E, no entanto, muitos dos mesmos que buscam a espiritualidade continuam a reconhecer um anseio sagrado dentro deles. Deus continua a aproximar-se deles e a convidá-los para um relacionamento. O problema é que, como os jovens de 2018 afirmam em seu documento, muitos dos que se afastaram de suas religiões lutam hoje para encontrar linguagem e fontes de significado para interpretar suas vidas espirituais em um contexto em que as instituições tradicionais não são mais suficientes.
Como escrevi em um artigo acadêmico no ano passado, ainda tenho esperança de que o catolicismo em geral e as várias tradições espirituais dentro dele (como a tradição franciscana) possam oferecer recursos para construção de sentido e pertencimento religioso para mulheres e homens contemporâneos. Que tantos jovens continuem a reconhecer uma dimensão espiritual em suas vidas é um sinal de esperança de que eles também estão buscando a linguagem e as estruturas que as tradições religiosas podem fornecer.
Mas para chegar lá, temos que enfrentar os verdadeiros escândalos das instituições religiosas contemporâneas, incluindo o fracasso em reconhecer e assumir a responsabilidade pelo abuso sexual e seu encobrimento; respeito inadequado e oportunidades abertas às mulheres na liderança e ministérios da Igreja; discriminação contra pessoas LGBTQIA+; recursos insuficientes e atenção dada a crises éticas urgentes na sociedade além do aborto (como a situação de imigrantes e refugiados, desigualdade de renda, mudança climática global e outros); e, como os jovens em 2018 deixam claro, a ausência de caminhos para que os jovens assumam papéis de liderança na Igreja e sejam acompanhados por mentores na fé e no ministério que os tratam como os adultos que são.
Portanto, talvez a expressão “sou espiritual, mas não religioso” não seja tão ameaçadora nem tão ruim quanto muitas pessoas pensam que é. Na verdade, pode ser um grande sinal de possibilidade e esperança.

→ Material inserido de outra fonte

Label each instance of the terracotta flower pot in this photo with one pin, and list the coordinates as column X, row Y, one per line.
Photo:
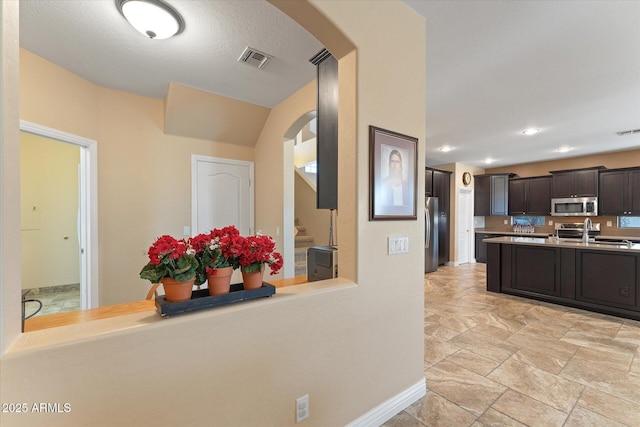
column 220, row 281
column 175, row 291
column 253, row 280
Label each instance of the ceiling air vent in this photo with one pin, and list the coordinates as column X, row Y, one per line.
column 254, row 57
column 628, row 132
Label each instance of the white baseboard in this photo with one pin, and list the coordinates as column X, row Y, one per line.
column 389, row 408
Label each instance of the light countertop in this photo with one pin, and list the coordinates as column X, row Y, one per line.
column 564, row 243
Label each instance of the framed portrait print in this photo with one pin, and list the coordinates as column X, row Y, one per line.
column 392, row 175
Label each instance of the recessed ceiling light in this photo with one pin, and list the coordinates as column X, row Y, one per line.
column 564, row 149
column 530, row 131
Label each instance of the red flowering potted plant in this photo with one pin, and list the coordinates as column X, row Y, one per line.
column 256, row 252
column 173, row 263
column 216, row 254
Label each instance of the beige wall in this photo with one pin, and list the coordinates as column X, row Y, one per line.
column 10, row 294
column 350, row 347
column 49, row 212
column 141, row 171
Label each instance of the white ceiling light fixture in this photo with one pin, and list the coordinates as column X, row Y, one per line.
column 153, row 18
column 530, row 131
column 564, row 149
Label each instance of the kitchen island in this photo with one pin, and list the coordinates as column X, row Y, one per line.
column 597, row 276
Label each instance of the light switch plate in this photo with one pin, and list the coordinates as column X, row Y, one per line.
column 398, row 245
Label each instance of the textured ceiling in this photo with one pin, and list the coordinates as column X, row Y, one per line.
column 91, row 39
column 494, row 68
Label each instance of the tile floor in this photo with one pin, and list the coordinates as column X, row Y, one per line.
column 499, row 360
column 59, row 299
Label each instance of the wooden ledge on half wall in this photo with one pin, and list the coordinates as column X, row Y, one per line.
column 79, row 316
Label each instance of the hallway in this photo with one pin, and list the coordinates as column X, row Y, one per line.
column 498, row 360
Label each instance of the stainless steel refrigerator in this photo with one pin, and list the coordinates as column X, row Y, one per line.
column 431, row 234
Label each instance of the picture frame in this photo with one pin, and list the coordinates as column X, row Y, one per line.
column 393, row 175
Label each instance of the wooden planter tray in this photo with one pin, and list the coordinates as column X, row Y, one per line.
column 201, row 300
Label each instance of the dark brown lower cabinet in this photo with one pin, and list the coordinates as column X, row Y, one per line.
column 614, row 285
column 536, row 269
column 597, row 280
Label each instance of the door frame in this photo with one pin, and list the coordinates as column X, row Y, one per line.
column 87, row 204
column 467, row 225
column 195, row 159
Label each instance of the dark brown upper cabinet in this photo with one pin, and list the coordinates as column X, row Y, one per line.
column 530, row 196
column 619, row 192
column 491, row 194
column 575, row 183
column 327, row 130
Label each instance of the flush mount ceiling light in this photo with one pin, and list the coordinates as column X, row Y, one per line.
column 153, row 18
column 564, row 149
column 628, row 132
column 530, row 131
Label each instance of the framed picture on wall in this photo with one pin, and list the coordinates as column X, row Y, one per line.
column 393, row 175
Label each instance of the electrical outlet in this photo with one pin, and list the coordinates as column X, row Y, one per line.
column 302, row 408
column 398, row 245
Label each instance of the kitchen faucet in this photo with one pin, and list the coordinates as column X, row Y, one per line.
column 585, row 233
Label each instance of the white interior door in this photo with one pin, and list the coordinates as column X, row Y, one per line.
column 464, row 226
column 88, row 207
column 222, row 195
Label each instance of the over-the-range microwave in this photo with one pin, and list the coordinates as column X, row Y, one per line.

O essencial será que aqueles em posições de liderança da Igreja reconheçam o trabalho do Espírito Santo nas vidas dos que buscam a espiritualidade, escutando-os, aprendendo com eles, encontrando-os onde eles estão e caminhando junto com eles no espírito de acompanhamento a Deus que é o chamado para a vida da Igreja. Talvez então, abraçar a “parte religiosa” não será uma desafio tão grande para a próxima geração.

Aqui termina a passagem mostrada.